Au moins six personnes ont été tuées ce jour-là, dans le bidonville de Mathare et dans l'attaque d'un bureau de vote dans l'est du pays. En dehors de ces incidents isolés, le pays tourne au ralenti depuis mardi et Nairobi, capitale habituellement embouteillée, offre le spectacle d'une ville morte.
- Rivalité dynastique -
Les accusations de fraude ont exacerbé les passions déjà lestées d'un demi-siècle de rivalité dynastique entre les familles Kenyatta et Odinga. Le père de ce dernier, Jaramogi Oginga Odinga, fut brièvement vice-président, avant de perdre la lutte post-indépendance pour le pouvoir au profit du premier chef d'État Jomo Kenyatta, père d'Uhuru.
En outre, à 72 ans, M. Odinga livre certainement sa dernière grande bataille politique, lui qui s'est présenté quatre fois sans succès à la présidentielle.
En 2007, il avait rejeté la réélection de Mwai Kibaki, lors d'un scrutin entaché de nombreuses fraudes selon les observateurs. En 2013, il avait aussi contesté sa défaite et s'était tourné en vain vers la justice.
M. Odinga, membre de la communauté luo de l'ouest du pays, s'est une nouvelle fois présenté comme le garant d'une répartition plus équitable des richesses de l'économie la plus dynamique d'Afrique de l'Est.
De son côté, le président Kenyatta, issu de l'élite économique kikuyu, l'ethnie la plus nombreuse au Kenya, a mis en avant avec son colistier William Ruto le développement économique du pays, avec notamment la nouvelle ligne ferroviaire entre Nairobi et Mombasa.

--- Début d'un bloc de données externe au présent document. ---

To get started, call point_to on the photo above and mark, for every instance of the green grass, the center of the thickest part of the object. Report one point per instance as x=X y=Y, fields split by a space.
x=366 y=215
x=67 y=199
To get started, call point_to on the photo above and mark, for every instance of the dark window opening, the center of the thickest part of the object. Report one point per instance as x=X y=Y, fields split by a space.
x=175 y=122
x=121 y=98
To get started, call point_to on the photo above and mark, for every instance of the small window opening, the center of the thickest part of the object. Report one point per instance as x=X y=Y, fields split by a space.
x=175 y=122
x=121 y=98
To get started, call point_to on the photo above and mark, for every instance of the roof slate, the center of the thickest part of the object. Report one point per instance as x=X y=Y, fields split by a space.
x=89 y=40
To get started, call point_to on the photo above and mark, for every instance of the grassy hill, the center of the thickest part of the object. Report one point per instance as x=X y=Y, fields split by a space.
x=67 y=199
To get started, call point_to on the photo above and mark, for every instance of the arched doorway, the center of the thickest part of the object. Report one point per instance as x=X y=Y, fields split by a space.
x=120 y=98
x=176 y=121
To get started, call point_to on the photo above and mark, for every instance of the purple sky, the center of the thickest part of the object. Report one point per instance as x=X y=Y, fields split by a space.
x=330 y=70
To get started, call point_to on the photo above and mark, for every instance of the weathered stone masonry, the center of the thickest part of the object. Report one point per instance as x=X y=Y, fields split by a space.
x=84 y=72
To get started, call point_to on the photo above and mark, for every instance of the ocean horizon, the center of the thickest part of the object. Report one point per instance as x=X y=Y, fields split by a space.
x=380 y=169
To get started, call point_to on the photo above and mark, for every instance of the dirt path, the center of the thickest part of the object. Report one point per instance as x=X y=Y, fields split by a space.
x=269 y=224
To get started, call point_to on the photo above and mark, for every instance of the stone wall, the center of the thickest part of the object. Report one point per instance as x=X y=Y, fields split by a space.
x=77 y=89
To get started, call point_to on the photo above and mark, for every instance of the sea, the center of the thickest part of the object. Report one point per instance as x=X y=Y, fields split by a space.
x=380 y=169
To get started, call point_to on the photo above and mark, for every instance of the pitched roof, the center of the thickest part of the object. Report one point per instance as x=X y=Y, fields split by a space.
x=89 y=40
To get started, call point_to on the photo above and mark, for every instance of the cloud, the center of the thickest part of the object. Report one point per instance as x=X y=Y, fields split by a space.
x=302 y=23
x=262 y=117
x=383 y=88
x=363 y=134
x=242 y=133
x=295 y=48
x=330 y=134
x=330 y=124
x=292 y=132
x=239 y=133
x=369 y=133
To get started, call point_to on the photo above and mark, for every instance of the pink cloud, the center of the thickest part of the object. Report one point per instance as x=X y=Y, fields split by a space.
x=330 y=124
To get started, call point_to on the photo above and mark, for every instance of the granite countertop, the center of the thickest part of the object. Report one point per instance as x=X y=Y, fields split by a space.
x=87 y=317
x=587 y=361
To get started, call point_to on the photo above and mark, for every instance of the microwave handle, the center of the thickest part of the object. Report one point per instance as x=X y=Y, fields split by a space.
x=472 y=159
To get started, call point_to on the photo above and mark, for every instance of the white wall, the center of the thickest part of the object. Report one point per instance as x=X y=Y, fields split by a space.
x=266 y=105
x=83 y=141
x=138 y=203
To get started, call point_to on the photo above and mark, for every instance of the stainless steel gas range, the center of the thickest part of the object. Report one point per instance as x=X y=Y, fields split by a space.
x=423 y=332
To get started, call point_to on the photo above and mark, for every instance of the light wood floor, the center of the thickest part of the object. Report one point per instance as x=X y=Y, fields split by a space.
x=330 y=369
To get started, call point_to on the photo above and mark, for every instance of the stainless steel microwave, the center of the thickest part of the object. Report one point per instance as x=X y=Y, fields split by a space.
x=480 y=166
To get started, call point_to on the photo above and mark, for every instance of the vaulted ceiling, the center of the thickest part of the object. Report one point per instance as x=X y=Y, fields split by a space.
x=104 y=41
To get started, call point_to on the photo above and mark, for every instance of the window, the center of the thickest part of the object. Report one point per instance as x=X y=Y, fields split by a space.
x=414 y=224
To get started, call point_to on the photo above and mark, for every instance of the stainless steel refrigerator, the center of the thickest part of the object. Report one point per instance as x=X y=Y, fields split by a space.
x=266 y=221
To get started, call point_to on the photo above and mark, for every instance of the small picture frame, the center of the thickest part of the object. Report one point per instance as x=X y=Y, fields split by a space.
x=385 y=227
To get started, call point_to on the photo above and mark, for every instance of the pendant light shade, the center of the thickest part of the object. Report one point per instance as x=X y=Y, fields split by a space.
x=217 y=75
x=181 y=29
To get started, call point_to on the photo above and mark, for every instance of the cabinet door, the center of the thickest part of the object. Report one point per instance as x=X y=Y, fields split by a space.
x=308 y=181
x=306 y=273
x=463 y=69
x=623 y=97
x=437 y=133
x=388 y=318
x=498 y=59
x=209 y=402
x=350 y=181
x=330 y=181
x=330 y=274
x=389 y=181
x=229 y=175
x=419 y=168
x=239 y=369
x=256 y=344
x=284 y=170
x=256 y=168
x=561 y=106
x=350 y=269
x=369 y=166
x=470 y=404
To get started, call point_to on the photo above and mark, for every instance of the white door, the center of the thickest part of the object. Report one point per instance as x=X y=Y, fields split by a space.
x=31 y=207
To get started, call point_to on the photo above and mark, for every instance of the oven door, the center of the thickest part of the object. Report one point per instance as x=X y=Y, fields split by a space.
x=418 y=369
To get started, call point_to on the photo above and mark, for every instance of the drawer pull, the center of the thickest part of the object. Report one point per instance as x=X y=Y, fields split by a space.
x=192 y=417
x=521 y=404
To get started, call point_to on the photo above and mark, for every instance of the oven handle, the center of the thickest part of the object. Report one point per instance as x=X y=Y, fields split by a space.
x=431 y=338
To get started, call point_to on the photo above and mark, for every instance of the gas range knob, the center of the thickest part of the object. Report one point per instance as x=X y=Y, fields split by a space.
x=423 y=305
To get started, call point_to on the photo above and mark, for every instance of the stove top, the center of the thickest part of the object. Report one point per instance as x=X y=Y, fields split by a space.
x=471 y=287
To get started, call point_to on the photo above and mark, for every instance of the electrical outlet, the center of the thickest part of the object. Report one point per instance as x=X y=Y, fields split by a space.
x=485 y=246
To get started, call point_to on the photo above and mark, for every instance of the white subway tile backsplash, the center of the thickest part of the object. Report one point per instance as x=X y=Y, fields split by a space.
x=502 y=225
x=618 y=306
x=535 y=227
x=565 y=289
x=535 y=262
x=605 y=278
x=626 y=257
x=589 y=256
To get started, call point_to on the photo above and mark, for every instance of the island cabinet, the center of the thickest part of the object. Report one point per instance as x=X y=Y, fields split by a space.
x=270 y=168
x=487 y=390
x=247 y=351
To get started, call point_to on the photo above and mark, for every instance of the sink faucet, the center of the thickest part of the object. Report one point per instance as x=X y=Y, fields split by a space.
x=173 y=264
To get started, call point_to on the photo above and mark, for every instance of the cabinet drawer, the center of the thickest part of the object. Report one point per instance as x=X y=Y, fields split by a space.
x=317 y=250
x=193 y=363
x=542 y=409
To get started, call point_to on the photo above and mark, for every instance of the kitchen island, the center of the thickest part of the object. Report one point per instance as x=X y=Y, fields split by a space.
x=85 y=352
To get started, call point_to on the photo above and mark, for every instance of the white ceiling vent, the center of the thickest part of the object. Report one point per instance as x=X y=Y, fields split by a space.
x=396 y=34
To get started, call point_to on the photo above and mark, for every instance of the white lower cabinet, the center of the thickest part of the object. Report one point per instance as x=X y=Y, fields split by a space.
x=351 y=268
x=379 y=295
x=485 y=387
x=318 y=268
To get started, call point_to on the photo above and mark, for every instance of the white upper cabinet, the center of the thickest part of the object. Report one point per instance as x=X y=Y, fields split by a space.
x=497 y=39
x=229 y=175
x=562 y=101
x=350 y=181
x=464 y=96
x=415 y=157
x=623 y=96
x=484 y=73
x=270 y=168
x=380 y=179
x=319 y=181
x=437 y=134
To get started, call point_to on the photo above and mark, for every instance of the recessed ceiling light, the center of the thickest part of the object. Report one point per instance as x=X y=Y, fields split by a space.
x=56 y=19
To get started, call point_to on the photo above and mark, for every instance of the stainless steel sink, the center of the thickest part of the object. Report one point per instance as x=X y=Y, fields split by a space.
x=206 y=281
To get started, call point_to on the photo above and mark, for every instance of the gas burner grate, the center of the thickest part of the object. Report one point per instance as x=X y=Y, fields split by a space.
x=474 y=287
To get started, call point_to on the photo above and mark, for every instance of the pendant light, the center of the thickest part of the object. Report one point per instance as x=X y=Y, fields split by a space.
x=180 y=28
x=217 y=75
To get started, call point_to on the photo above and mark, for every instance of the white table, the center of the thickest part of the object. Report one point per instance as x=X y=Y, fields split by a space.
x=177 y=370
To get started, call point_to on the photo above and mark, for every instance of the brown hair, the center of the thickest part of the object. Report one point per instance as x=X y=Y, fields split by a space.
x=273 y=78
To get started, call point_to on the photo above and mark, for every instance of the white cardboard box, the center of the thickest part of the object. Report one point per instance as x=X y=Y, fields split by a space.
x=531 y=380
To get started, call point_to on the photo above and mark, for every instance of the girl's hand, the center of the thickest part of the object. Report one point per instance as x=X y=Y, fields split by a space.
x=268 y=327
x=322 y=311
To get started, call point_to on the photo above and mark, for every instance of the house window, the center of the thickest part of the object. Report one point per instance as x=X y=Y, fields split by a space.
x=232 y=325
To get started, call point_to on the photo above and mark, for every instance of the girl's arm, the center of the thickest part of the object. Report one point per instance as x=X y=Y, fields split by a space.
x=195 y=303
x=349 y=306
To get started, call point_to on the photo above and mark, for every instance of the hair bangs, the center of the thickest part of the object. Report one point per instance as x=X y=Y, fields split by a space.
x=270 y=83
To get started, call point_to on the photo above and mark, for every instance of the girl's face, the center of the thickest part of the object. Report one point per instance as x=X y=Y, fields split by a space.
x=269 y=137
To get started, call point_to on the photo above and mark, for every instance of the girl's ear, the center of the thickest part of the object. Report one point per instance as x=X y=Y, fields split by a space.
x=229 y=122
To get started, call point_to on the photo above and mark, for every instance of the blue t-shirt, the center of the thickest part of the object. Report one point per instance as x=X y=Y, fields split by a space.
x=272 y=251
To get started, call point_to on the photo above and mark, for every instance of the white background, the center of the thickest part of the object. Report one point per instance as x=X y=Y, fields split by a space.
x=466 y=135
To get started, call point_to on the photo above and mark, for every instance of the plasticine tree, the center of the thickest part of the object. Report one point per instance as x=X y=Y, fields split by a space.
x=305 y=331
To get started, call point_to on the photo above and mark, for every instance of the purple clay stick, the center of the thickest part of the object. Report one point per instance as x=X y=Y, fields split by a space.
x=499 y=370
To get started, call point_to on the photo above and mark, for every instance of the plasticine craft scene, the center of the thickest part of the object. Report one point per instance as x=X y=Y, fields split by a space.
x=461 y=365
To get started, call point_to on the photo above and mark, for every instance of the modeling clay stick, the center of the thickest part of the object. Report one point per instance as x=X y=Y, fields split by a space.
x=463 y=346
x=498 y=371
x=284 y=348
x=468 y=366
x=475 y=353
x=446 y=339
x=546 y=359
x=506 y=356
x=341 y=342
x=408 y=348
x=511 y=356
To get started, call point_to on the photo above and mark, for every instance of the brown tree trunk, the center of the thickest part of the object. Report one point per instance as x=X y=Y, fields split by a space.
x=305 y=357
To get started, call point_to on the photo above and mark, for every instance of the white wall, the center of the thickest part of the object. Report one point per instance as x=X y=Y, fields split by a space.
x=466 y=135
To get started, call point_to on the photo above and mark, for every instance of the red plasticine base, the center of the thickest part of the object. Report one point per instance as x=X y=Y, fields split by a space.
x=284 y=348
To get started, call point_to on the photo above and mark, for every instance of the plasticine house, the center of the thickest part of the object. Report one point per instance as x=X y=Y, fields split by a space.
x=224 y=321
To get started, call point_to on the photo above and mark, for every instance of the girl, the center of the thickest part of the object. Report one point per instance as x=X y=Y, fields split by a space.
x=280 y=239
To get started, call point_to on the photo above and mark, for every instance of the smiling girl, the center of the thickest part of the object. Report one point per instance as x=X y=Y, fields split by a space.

Si l'élection présidentielle était au centre de l'attention, les Kényans ont également voté pour élire leurs gouverneurs, députés, sénateurs, élus locaux et représentantes des femmes à l'Assemblée.
L'opposition semble ainsi avoir perdu plusieurs postes de gouverneur de comté au profit du parti au pouvoir, dont celui du très convoité de Nairobi.